Probate, technically, is filing the Will with the court, so that the court can make a binding, legal determination that the document submitted is the final Will of the decedent. Usually this process is tied to the court’s appointment of a Personal Representative (the term used in Arizona for an “executor”). The appointment gives an individual or corporation the legal ability to act for the person who died. For example, if Mr. Jones dies owning his home, just in his name, then the legal appointment of the Personal Representative, as part of the probate process, is necessary so the person appointed can legally transfer or sell Mr. Jones’s home.

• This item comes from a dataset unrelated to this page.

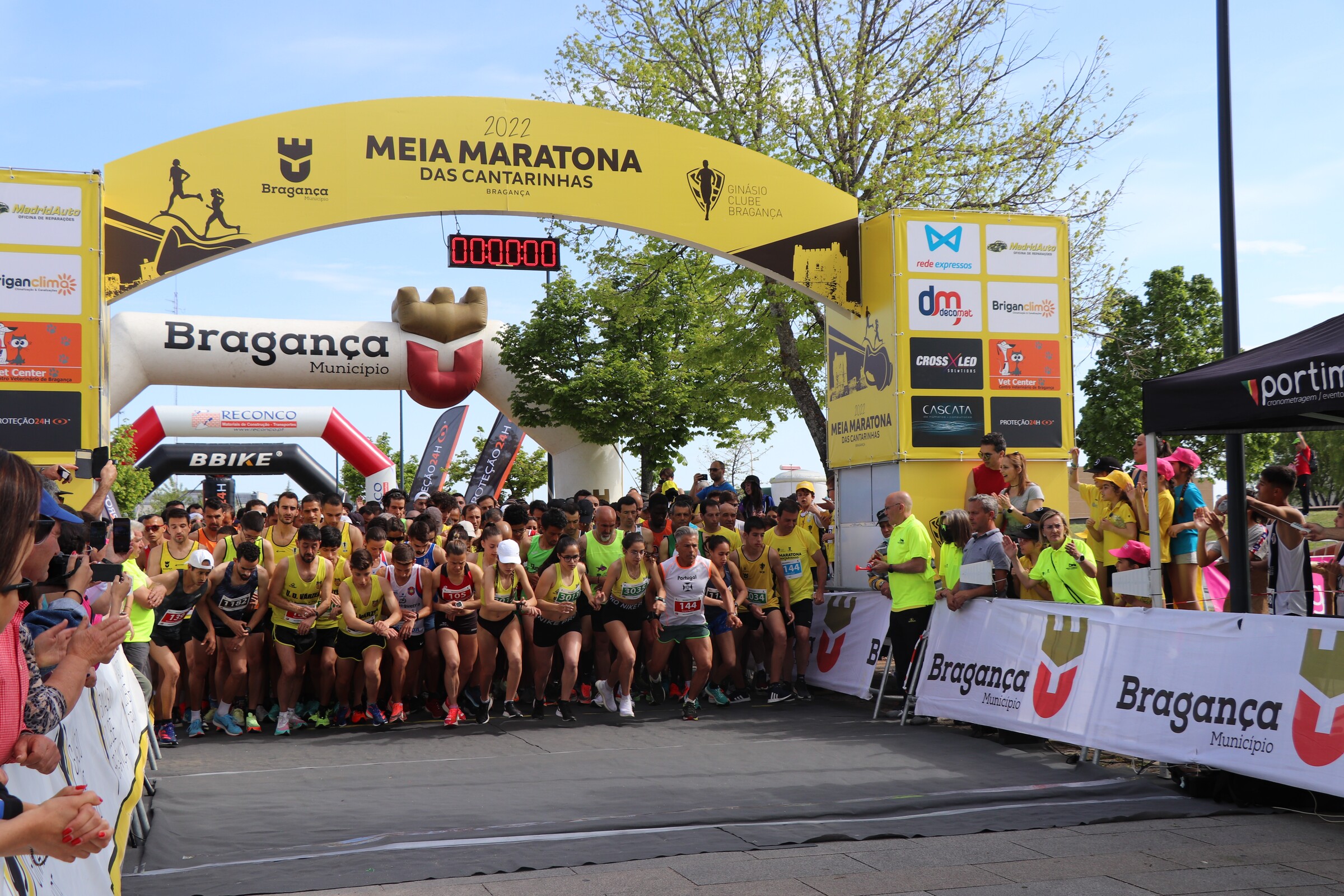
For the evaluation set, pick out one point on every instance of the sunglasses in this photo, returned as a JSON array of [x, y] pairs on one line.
[[42, 528]]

How Can You Avoid Probate?

There are various ways probate can be avoided. If an individual has assets under certain limits ($75,000 is the general threshold for personal property, and $100,000 is the limit for real estate) in his or her own name at death, the court appointment of a Personal Representative and probate will not be necessary.

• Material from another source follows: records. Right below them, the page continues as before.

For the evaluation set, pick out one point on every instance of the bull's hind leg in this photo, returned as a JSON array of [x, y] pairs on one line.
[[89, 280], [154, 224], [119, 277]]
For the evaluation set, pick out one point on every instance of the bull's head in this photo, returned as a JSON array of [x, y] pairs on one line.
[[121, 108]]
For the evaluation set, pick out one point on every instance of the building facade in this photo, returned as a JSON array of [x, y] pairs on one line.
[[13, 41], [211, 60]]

There are also planning techniques that pass assets outside of probate. Assets naming individuals directly through beneficiary designations will pass directly and not be involved in the court administration. For instance, IRA’s or life insurance policies with beneficiaries won’t require probate, nor will bank or brokerage accounts with specifically named beneficiaries at death, frequently referred to by designations like “POD” or “TOD.” Arizona even allows a Beneficiary Deed to be recorded on real estate, which serves the same purpose. Assets held in joint tenancy or community property with right of survivorship automatically pass to the surviving owner.

Finally, assets properly funded into a Revocable Trust prior to death will also avoid the probate process. This technique allows the most comprehensive planning for a wide range of beneficiaries, handling distributions for minors, continuing trusts for beneficiaries, and a variety of complexities that aren’t always practical for beneficiary designations.

To illustrate, if a client’s estate is to be distributed to four different charities, and seven different individuals in varying shares, direct beneficiary designations may not be very practical, and may cause more problems and complexity than an actual probate proceeding.

What is the Real Cost of Probate?

The general difference between having to file a probate proceeding for appointment of a Personal Representative, at least in Arizona, is money, namely, the court costs and attorney fees to get court authority for administration. Under current fees and costs, we estimate the total additional costs of filing a probate (compared to avoiding it with a fully funded Revocable Trust) is about $4,000, and those fees are generally unrelated to the value of the estate.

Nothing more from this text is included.